In many studies the production of interleukin 1-beta participates in the immune response to many inflammatory stimuli; overproduction of these mediators is detected in several inflammatory disorders. Our results showed that within 4 h of treatment of H9c2 cells with LTA expression of IL-1β was induced. A 30 min pre-treatment of H9c2 cells with apigenin significantly inhibited the LTA induced expression of mRNA levels of IL-1β.

A certain variety of mechanisms have been proposed in order to determine the effect of flavonoids as neuroprotector, chemo-preventive and cardio-protector agents (Tang et al. 2014; Sloley et al. 2000; Wang et al. 2001). It has been reported that apigenin plays an important role as anti-inflammatory activity agent.

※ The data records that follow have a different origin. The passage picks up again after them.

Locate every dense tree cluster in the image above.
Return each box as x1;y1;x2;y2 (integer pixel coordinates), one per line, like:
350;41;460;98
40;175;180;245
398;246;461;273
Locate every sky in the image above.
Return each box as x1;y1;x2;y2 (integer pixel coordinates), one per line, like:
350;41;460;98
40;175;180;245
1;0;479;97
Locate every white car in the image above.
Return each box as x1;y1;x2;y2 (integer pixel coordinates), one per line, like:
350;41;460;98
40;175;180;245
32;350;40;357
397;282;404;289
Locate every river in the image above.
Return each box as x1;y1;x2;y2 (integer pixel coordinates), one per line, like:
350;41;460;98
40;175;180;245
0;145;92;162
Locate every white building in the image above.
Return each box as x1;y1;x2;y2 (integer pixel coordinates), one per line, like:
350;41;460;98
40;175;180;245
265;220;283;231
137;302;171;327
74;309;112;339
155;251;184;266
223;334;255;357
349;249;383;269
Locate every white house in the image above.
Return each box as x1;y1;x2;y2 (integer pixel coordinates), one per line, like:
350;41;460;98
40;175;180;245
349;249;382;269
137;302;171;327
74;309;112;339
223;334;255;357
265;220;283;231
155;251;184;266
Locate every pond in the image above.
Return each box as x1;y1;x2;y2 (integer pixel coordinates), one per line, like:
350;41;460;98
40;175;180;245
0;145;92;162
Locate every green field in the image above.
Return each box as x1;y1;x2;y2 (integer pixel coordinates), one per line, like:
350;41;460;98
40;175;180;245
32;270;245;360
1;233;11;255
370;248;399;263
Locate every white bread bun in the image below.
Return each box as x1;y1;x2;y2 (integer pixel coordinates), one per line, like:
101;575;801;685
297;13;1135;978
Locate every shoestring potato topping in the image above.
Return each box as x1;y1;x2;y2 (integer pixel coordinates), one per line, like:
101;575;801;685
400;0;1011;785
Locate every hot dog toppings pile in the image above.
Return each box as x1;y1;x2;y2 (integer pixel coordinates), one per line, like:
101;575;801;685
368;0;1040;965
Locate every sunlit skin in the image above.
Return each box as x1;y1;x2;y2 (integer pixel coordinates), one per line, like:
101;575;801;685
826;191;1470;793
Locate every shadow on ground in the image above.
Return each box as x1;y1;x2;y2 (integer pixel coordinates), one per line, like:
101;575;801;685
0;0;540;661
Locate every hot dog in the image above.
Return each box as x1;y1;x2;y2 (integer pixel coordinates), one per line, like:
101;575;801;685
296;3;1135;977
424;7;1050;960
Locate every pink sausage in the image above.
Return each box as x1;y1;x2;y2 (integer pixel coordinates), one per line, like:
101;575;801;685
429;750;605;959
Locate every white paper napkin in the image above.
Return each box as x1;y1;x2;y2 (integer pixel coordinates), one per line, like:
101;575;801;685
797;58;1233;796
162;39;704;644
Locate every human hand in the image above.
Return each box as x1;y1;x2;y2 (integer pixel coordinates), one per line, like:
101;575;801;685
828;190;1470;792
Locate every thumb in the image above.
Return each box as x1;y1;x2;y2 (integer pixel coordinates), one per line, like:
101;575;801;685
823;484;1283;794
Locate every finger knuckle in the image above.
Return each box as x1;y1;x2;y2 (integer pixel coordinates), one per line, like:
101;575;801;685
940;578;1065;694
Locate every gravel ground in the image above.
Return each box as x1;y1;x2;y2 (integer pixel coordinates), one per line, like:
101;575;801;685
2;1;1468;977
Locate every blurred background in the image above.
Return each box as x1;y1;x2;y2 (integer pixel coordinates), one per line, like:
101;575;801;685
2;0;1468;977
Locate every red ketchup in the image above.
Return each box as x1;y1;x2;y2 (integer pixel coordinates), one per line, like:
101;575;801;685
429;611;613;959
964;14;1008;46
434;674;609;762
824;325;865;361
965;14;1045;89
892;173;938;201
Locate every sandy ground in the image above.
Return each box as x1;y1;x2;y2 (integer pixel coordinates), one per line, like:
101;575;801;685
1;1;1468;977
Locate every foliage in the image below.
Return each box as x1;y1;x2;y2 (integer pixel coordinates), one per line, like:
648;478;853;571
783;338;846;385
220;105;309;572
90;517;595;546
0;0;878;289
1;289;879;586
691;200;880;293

Previous studies reported that apigenin significantly decreases mRNA levels of TNFα, IL 6 and IL-1β in mice macrophages. Nevertheless, apigenin-induced molecular mechanisms in regulation of LTA-stimulated inflammatory response have not yet been characterized. In the present study, we found that apigenin blocks ERK ½, p38, JNK and AKT phosphorylation in a dose-dependent manner. We additionally found that these kinases are involved in COX-2 expression. These results would suggest the fact that apigenin not only inhibits LTA actions, but would rather tend to carry on its effects without eliciting cytotoxic effects. Additionally apigenin inhibits NFκβ translocation; due to the aforementioned reasons it could be suggested that apigenin regulates expression of other inflammatory molecules associated to NFκβ response.

LTA used in the present study was extracted from caries-associated S. sanguinis bacteria. The surface of inflamed and ulcerated gingival crevicular tissue surrounding teeth could be considered an access for streptococci bacteria’s entry to blood, which would then cause IE. It would be worth mentioning that dental procedures foster IE-associated bacteremia. LTA from these bacteria would be associated to the inflammatory response exhibited by many different cells.

In conclusion, several studies point out that plants are an important providing source of medicinal products. For thousands of years, use of plants to protect health has been duly documented. Advances experienced in the understanding of human diseases have allowed the development of plant-derived drugs. In the present study we were able to show that apigenin inhibited LTA-induced inflammatory responses in cardiomyocytes, therefore, in inflammatory diseases, it could be used as a therapeutic agent.